J.P.S.: Exactement ! ainsi par la mise en vibration de la cellule, on la libère imperceptiblement d'informations dont
elle est porteuse. Le corps rentre à ce moment là dans une "acceptation" de quelque chose dont il ne pouvait pas
se libérer. C'est pourquoi afin que celle alchimie subtile et profonde s'opère à l'intérieur du corps, le temps est
toujours le facteur essentiel.
G.A.: Et d'après vous, à ce moment là, il y a une auto-correction possible ?
J.P.S.: En effet, car il y a une remise en mouvement d'une sensorialité. Tout individu quel qu'il soit, ne peut
évoluer que grâce à sa sensibilité.
G.A.: Il est important que nous synthétisions pour nos lecteurs. Ainsi, un enseignant qui transmet un apprentissage
de postures, doit pouvoir amener des corrections par la prise en considération des zones d hyper-tonicité, reflets de
différents schémas corporels. Ceci ne peut lui être possible que s'il a une profonde connaissance des chaînes
musculaires et articulaires. Quand il conduit un élève vers cette éducation corporelle, il l'amène à l'émergence d'une
vitalité cellulaire, qui se libère d'une mémoire vibratoire auto-régulatrice pour le corps et l'esprit.
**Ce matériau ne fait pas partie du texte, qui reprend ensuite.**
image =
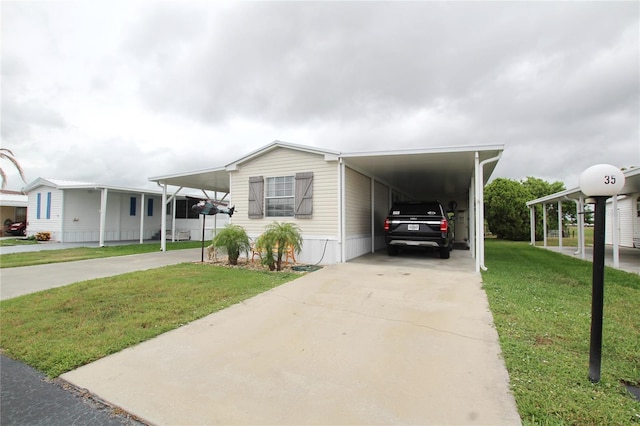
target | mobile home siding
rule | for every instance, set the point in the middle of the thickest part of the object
(49, 217)
(286, 162)
(358, 214)
(625, 222)
(320, 232)
(381, 209)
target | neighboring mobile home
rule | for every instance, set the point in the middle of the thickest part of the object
(13, 208)
(88, 212)
(621, 229)
(340, 200)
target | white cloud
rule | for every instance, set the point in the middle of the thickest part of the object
(126, 90)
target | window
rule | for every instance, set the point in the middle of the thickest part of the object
(281, 196)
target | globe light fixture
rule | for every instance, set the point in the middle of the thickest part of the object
(599, 182)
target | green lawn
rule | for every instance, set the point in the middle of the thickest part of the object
(82, 253)
(541, 303)
(63, 328)
(572, 239)
(18, 241)
(540, 300)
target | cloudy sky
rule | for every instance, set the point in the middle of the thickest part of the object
(114, 92)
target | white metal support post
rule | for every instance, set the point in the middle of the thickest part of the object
(544, 223)
(532, 224)
(615, 232)
(163, 221)
(560, 225)
(141, 218)
(103, 215)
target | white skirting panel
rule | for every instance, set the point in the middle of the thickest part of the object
(358, 246)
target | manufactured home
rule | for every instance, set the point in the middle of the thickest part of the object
(13, 208)
(339, 200)
(622, 223)
(87, 212)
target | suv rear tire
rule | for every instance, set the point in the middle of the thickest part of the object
(445, 253)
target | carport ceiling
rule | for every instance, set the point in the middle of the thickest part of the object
(425, 174)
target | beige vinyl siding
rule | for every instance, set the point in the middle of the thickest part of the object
(288, 162)
(381, 209)
(625, 222)
(358, 204)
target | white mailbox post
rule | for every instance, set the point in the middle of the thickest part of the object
(599, 182)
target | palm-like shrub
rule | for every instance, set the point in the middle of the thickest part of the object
(235, 239)
(275, 241)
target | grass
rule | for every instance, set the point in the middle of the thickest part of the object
(572, 239)
(18, 241)
(61, 329)
(41, 257)
(541, 303)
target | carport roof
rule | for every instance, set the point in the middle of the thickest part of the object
(631, 186)
(439, 170)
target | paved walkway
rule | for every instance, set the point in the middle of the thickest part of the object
(366, 342)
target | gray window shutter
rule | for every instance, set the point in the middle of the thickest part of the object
(256, 197)
(304, 195)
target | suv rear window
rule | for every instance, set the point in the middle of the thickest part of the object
(418, 209)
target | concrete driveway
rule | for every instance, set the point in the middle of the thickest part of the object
(366, 342)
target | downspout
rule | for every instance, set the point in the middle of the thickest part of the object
(480, 212)
(342, 216)
(373, 216)
(141, 209)
(615, 232)
(471, 218)
(163, 220)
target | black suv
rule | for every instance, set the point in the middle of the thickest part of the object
(418, 224)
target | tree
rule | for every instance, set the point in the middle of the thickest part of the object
(235, 239)
(275, 240)
(506, 210)
(8, 154)
(540, 188)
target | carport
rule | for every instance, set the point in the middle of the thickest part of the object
(631, 188)
(446, 174)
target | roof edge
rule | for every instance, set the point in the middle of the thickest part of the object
(435, 150)
(279, 144)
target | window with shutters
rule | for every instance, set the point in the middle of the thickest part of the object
(281, 196)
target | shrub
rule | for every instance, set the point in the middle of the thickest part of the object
(235, 240)
(274, 242)
(43, 236)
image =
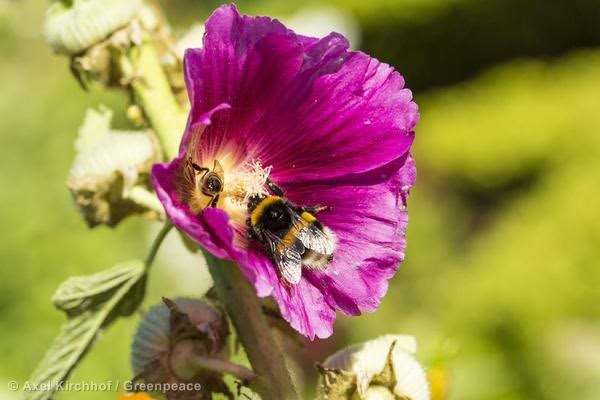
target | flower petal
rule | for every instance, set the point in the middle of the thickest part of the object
(369, 222)
(310, 108)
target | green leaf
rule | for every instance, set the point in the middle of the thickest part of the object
(91, 304)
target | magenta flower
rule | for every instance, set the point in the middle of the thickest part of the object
(329, 126)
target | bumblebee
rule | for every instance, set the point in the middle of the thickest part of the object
(202, 186)
(292, 235)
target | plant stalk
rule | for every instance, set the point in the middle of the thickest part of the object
(153, 93)
(274, 380)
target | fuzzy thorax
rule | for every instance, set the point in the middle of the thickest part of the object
(240, 181)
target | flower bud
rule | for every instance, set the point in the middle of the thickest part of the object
(109, 176)
(184, 341)
(73, 26)
(380, 369)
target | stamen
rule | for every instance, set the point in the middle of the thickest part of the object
(242, 182)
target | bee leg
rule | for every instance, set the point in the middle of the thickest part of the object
(198, 168)
(214, 201)
(276, 190)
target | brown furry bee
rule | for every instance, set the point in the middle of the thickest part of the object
(201, 186)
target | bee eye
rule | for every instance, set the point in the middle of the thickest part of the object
(212, 184)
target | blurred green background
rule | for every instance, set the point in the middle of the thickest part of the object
(501, 285)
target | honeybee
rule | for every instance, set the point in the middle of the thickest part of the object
(202, 186)
(292, 235)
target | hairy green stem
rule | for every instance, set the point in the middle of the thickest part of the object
(153, 93)
(274, 381)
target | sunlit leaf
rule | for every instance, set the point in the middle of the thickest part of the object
(91, 303)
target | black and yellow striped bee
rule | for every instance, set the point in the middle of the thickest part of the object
(292, 235)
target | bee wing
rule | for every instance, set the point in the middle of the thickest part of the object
(287, 257)
(313, 238)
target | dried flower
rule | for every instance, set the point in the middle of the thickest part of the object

Cette approche en
profondeur permet de renouer avec "une source vive" où, d'une certaine manière, l'adepte se recrée tant
corporellement que psychiquement.
J.P.S.: C'est du moins ce que je pense.
G.A.: Bien! il est important que, dans le prochain numéro, nous approfondissions cette perspective d'ouverture
corporelle à sa sensibilité intérieure. Je tiens cependant à signaler à nos lecteurs que cette approche séquentielle
sur la cellule du corps humain, un grand maître de Kiko japonais Kôzô Nishino, l'a élaborée pour sa méthode de
respiration. Il existe un ouvrage français, mais également des documents en anglais sur sa démarche. Maître
Tokitsu introduisit une partie de son enseignement en France, après avoir été son élève pendant plusieurs années.